In a similar vein, employers should be aware that an applicant is able to submit a data subject access request under the UK General Data Protection Regulation for their personal data, which may provide evidence of the employer’s decision-making (including if a refusal has been on a discriminatory basis).
Ideally, if businesses do review social media profiles, this practice should be consistent and “as standard” rather than selective, which will help businesses to avoid any suggestion that choosing to look at that applicant’s social media pages (and not another applicant’s) for more information in particular is discrimination in itself.
Employers should therefore be very cautious when navigating this area, and seek specialist legal advice. Employers could consider informing candidates in advance that their profiles may be checked for additional information. The UK General Data Protection Regulation (GDPR), which polices how data should be collected, handled and stored, should be followed at every avenue to avoid enforcement by the UK’s regulator of data protection, the Information Commissioner’s Office (ICO) and costly litigation.
Social media and business reputation
Under UK law, if an employee carries out an act of discrimination during the course of their employment, it is possible for the employer to be held “vicariously liable” for that conduct and sued directly by the victim of the discrimination in question. Cases before the courts have identified that this vicarious liability may be placed on the employer even when the discriminatory act took place outside of usual working hours and places of work provided that it has a sufficient connection with the workplace e.g. at social events or office parties.

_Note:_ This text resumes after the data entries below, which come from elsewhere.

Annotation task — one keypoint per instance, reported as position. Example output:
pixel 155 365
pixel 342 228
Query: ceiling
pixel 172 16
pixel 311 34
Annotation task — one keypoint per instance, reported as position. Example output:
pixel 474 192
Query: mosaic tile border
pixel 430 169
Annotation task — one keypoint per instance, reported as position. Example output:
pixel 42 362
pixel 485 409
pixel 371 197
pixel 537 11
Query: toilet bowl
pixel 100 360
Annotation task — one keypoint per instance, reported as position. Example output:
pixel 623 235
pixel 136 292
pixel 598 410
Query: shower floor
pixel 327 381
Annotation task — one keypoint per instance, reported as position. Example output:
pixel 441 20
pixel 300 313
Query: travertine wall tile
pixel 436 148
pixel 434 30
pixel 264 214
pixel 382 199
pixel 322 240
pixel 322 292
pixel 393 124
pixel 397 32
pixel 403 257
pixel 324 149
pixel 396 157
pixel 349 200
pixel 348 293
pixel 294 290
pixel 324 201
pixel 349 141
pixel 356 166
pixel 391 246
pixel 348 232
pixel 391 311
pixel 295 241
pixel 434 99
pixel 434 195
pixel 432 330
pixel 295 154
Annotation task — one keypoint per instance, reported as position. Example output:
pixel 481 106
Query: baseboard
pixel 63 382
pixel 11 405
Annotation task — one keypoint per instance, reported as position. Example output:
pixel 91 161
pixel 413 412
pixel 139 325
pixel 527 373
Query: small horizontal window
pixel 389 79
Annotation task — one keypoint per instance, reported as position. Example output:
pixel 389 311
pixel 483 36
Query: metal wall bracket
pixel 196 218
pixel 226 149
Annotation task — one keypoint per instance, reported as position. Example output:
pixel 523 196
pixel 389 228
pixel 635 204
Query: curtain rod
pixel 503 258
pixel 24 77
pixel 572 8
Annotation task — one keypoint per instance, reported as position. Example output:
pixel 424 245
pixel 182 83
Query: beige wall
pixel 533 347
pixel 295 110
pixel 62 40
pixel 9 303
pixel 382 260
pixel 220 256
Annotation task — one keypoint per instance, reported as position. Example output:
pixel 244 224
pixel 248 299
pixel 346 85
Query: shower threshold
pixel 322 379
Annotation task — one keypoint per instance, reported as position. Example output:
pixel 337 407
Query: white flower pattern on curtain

This can also extend to the postings on social media by staff – and as such an employer should look to put in place policies and training materials to let staff know what will be considered unacceptable conduct on social media sites.
Employers should also consider regulating how staff communicate amongst themselves, and ensure that all work-related discussions are conducted through employer-approved channels. It may be appropriate to remind staff that something shared privately in a closed group of social media friends may entail a specific context which may not be immediately obvious if this was shared publicly for the world to see.
Employers should not shy away from confronting the risks presented by social media – be it reputational damage, the risk of discrimination claims, or data breaches. Employers should seek to proactively implement clear policies and communicate their expectations around the social media activities of employees.